校正用物体10は上記のように形成されているため、各区分領域には、平面a、平面b、平面e、平面f、平面aと平面bとの境界である長辺PL1に形成された切り込み平面cn(n=1〜10)、平面eと平面fの境界である長辺PL3に形成された切り込み平面gn(n=1〜10)、頂点dn(n=1〜10)、頂点hn(n=1〜10)が、それぞれ形成されていることになる。なお、本実施形態においては、各区分領域に形成される平面a、平面b、平面e、平面fは、それぞれ共通の平面とされている。このように構成すれば、校正用物体の作製が容易となるが、それぞれの区分領域ごとに平面a、平面b、平面e、平面fを別の平面としてもよい。
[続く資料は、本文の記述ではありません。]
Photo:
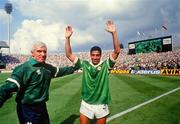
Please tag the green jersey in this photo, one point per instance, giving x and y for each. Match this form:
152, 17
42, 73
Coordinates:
31, 80
95, 81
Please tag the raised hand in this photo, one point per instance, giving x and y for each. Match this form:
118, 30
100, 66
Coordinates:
110, 26
69, 32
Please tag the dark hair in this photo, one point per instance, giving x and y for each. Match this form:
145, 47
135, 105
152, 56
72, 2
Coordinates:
96, 48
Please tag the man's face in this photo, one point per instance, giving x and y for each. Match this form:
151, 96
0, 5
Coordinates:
95, 57
40, 53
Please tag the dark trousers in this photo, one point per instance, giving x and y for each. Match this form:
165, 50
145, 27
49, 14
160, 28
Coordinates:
33, 113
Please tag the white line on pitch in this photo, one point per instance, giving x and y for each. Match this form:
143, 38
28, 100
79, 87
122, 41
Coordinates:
140, 105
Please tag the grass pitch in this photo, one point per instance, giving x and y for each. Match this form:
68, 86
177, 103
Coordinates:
126, 91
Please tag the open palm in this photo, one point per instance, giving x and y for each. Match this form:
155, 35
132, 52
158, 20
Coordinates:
110, 26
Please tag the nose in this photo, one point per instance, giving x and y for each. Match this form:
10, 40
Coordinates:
43, 53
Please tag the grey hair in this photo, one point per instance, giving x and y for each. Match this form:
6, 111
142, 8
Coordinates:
37, 44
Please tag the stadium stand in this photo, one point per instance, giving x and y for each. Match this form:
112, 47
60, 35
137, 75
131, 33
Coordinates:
2, 45
145, 61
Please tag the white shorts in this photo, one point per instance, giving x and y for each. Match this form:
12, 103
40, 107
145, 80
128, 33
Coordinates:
91, 111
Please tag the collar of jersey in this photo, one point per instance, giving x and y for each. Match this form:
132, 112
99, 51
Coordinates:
33, 61
96, 65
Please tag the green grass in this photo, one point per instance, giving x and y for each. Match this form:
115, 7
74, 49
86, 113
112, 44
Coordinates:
126, 90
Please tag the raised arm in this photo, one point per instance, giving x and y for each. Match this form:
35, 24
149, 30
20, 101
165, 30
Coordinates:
68, 49
111, 28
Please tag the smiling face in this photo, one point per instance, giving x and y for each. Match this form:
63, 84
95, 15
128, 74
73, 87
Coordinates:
39, 52
95, 57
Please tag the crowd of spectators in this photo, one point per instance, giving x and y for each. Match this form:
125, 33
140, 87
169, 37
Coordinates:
145, 61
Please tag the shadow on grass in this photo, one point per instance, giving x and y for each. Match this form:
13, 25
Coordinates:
70, 119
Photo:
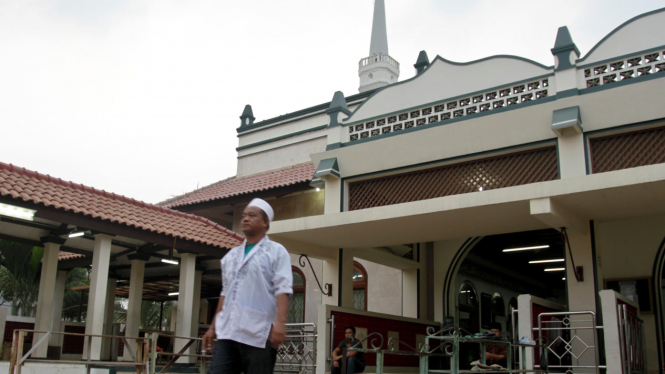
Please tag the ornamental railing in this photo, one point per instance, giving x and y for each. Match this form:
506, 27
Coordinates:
378, 58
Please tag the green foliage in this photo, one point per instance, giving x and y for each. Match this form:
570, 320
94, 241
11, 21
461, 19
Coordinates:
19, 275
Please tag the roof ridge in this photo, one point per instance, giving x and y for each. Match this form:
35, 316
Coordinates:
276, 170
81, 187
187, 194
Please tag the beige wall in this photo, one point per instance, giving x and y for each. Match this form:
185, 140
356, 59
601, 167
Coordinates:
627, 249
384, 288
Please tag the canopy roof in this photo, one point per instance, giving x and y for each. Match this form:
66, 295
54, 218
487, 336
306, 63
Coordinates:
37, 191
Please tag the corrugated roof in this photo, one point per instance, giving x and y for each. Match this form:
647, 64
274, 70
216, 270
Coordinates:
30, 186
239, 186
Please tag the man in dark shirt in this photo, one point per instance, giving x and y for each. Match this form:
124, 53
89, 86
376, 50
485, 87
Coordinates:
355, 361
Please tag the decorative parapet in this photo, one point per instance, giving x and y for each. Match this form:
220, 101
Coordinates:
378, 58
477, 103
621, 69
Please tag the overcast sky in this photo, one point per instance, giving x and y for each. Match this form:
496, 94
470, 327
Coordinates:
142, 98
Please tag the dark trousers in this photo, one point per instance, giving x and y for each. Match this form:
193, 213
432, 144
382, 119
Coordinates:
231, 357
352, 366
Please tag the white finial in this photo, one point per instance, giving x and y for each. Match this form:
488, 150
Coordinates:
379, 43
379, 69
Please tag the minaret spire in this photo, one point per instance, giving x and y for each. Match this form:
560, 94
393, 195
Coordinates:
379, 43
379, 69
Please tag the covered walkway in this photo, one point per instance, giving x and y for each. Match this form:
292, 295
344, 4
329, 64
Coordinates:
128, 244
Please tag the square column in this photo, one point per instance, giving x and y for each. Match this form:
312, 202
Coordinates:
135, 300
58, 298
186, 301
94, 323
47, 282
108, 319
339, 273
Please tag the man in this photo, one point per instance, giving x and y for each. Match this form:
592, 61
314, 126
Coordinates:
251, 314
355, 361
496, 353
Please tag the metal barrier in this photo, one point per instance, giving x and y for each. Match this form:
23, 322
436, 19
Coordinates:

また、校正用物体10は、6個の半球体k1〜k6を有している。半球体k1、k2、k3は、いずれも平面aに取り付けられている。k1は上から2番目の区分領域、k2は上から6番目の区分領域、k3は上から9番目の区分領域にそれぞれ取り付けられている。半球体k4、k5、k6は、いずれも平面eに取り付けられている。k4は上から2番目の区分領域、k5は上から6番目の区分領域、k6は上から9番目の区分領域にそれぞれ取り付けられている。これらの半球体は、球面側が外を向くように取り付けられている。
上記のような特徴的な形状を外形に有する校正用物体10の外形形状を正確に測定するために、まず、図6に示すような高精度の接触式3次元形状測定装置20に校正用物体10をセットして、校正用物体10の外形形状を測定する。この接触式3次元形状測定装置20は、測定対象空間内に位置する物体の座標位置や物体の大きさなどを3次元的に精度良く計測することができる測定機であり、測定部21、コントローラ22、座標計算処理装置23、入力装置24および表示装置25と、を備えて構成されている。
測定部21は、ベース26およびこのベース26の上面に取り付けられた2つの治具27,27、プローブ28、第1支持機構29a、第2支持機構29bおよび第3支持機構29cを備えている。治具27,27には校正用物体10が長軸方向を水平にして載置される。プローブ28は第1支持機構29aに取り付けられている。この第1支持機構29aは、ベース26に対して鉛直方向であるz軸方向に上下動可能に構成されている。第1支持機構29aは第2支持機構29bに取り付けられている。この第2支持機構29bは、上記z軸方向に垂直なx軸方向に移動可能に構成されている。さらに、第2支持機構29bは第3支持機構29cに取り付けられている。この第3支持機構29cは、x軸方向およびz軸方向に垂直な方向であるy軸方向に移動可能に構成され、ベース26に固定されている。よって、これらの各支持機構がそれぞれ独立に動作することによって、プローブ28はベース26上の測定対象空間を自由に移動可能とされている。プローブ28は、その先端の位置(接触位置)を正確に計測しており、計測した座標値を座標計算処理装置23に出力する。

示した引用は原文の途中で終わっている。